If you live in a town where the police department openly spout derogatory names for its colourful citizens while Police Chief Willoughby (Woody Harrelson) states that if you got rid of all of the racist cops the ones left would be homophobic then you're clearly in frontier land. Writer Director Martin McDonagh has not made a feel good movie. Instead his creation is raw, hurtful mean and confrontational. McDonagh goes a different way by turning the background sound off during intense exchanges.

Frances McDormand sets the tone as Mildred. She is tough as nails with a heart full of pain that will take on a police chief, rogue deputy or teenage girl if they get in her way. Lucas Hedges continues a run of strong teenage performances as Mildred son Robbie all. He has to suffer the consequences of his mom's actions at school. Then on the way home see the billboards that continually rip open the unhealed wound of the violent loss of his sister. Robbie openly opposes his mom's authority with verbal attacks then takes it to a differently level towards his dad in perhaps the most intense moment in the film.

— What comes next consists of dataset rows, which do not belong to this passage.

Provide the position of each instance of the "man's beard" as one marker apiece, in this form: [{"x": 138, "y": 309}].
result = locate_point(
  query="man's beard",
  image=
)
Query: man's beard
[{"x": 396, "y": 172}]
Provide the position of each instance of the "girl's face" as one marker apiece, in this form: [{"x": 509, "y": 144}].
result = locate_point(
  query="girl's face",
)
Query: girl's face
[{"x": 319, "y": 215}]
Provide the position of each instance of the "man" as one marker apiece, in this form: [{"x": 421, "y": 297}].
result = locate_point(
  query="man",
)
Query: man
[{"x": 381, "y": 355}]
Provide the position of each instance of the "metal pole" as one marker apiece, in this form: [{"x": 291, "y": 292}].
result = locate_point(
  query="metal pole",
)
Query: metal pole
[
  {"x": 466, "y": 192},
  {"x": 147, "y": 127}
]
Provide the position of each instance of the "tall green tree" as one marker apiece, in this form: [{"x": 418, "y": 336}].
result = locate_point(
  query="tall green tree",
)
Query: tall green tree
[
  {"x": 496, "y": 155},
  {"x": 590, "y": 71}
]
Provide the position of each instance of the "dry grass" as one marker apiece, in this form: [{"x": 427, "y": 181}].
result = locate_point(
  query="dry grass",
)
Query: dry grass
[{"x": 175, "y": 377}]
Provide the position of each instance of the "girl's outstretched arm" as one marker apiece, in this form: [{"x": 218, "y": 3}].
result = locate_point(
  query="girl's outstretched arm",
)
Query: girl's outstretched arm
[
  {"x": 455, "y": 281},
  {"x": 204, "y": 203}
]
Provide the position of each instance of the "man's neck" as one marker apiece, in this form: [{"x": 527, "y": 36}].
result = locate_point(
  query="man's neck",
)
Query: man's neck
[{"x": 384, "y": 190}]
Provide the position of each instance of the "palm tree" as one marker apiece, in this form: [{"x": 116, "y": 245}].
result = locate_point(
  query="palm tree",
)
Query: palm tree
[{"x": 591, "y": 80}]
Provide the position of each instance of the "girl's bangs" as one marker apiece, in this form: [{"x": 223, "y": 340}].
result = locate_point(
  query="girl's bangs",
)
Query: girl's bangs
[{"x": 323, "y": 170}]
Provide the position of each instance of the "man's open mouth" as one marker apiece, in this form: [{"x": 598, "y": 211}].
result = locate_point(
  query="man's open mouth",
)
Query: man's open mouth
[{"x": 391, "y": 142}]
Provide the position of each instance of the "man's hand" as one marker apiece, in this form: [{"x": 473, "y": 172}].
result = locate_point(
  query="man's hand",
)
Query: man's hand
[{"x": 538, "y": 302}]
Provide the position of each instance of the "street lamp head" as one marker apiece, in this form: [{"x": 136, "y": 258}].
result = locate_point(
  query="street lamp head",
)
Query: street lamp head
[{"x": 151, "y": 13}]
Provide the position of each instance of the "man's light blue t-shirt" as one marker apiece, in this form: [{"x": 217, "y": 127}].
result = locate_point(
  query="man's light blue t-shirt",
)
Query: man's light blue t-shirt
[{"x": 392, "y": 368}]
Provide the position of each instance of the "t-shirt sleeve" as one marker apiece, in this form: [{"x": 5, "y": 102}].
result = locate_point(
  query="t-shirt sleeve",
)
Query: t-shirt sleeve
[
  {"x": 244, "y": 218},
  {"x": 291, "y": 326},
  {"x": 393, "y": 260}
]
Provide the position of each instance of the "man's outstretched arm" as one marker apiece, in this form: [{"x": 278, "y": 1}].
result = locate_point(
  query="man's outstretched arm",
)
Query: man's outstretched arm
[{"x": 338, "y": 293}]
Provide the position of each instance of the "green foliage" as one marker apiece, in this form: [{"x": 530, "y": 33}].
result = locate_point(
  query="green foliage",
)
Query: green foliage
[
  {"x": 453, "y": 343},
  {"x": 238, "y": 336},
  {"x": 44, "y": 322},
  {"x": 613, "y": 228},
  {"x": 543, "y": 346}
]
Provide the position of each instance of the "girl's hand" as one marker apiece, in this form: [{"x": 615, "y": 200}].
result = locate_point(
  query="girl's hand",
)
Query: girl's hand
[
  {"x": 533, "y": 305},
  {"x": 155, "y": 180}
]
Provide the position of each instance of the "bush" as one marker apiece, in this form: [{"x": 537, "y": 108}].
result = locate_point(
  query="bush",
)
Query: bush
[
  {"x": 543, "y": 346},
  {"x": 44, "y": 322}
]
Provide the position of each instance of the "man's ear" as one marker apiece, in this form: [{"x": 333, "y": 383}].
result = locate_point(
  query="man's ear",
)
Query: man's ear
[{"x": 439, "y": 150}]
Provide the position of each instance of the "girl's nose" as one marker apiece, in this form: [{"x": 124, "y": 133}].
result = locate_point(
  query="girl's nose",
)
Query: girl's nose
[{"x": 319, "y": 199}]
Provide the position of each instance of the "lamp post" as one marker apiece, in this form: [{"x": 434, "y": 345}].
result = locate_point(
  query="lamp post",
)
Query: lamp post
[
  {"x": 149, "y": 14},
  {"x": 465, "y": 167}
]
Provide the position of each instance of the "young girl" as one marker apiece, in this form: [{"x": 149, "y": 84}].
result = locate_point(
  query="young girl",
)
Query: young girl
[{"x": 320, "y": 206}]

Three Billboards Outside Ebbing, Missouri is not about what the viewer would expect when they first enter the theatre. Instead it's about family and community relationships in a small town where startling if not criminal acts are largely ignored becuase deep down the actor is a good person that the town supports. But even if they aren't the citizens are still willing to look the other way. An excellent cast master a challenging and unique material making this film one that I can truly recommend.

**** Out of 4.

Three Billboards Outside Ebbing, Missouri | Martin McDonagh | UK/USA | 2017 | 115 Minutes.

Tags: Advertising, Billboards, Murder, Rape, DNA Testing, Police Brutality, Iowa, Live Eye, Zoo Worker.